Tunisie, 10 ans après | épisode № 02

«Nous sommes une génération sacrifiée»

Des quartiers populaires aux bars LGBTQ underground, en passant par l’université et les cinémas, les jeunes de Tunis étrennent leurs libertés nouvelles. Mais elles ne suffisent pas. On est passé de «ferme ta gueule» à «cause toujours», dit la réalisatrice Widad Zoglani.

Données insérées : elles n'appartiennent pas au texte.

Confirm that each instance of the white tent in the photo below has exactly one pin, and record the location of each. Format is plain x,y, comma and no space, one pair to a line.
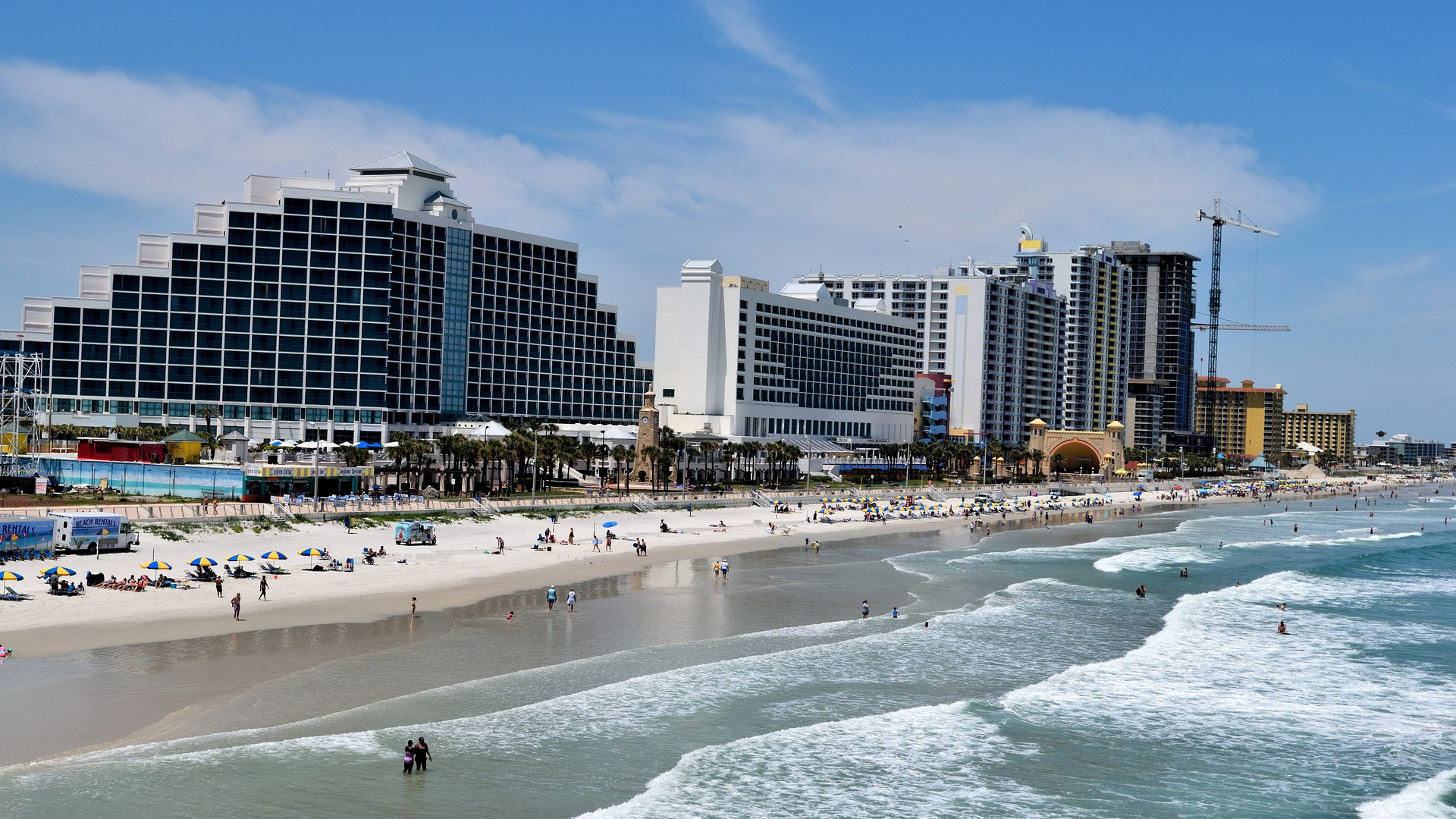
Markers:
490,430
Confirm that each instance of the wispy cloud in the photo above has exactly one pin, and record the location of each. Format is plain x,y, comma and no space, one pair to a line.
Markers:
740,24
772,196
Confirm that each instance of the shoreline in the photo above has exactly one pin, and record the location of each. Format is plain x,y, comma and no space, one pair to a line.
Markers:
446,576
383,623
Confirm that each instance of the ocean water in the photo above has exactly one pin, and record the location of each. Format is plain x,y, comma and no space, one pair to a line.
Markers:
1043,689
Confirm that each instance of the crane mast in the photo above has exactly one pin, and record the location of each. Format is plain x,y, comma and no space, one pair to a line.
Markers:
1219,218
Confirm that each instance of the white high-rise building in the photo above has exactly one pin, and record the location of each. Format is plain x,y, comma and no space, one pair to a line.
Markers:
995,331
1095,344
734,359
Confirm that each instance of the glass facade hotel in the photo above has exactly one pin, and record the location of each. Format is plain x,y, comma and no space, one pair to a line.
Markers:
357,309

Sur le ferry, j’ai fait la connaissance de Seif Eddine, 34 ans, un Tunisien émigré en France qui bénéficie de la tenue par téléphone, Covid oblige, des entretiens avec sa responsable chez Pôle emploi pour s’échapper quelques jours et revenir au pays. On s’est lié d’amitié et il m’a invité dans son quartier natal de Radès, où avec ses amis il a bien failli périr pendant la révolution.

Il insiste pour venir me chercher chez ma tante Houda, bien qu’il lui faille traverser la ville de part en part. Il est accompagné de ses amis d’enfance Oussama et Mohamed, avec qui il manifestait en 2011. Ils me regardent avec amusement, se demandant ce que je peux bien venir faire à Tunis, dans la Citroën toussotante de Seif, alors que j’ai un précieux passeport rouge à croix blanche. Dans l’habitacle, du rap tunisien sature les basses, les compères se passent un joint de main en main. A un feu rouge, un ado dont les habits tombent en lambeaux lave sans préavis le pare-brise et quémande quelques millimes. Les amis sont embêtés, ils n’ont pas un sou. Pour toute rémunération, Mohamed finit par tendre le joint au laveur, qui aspire goulûment une longue taffe. Seif redémarre, tout le monde rit.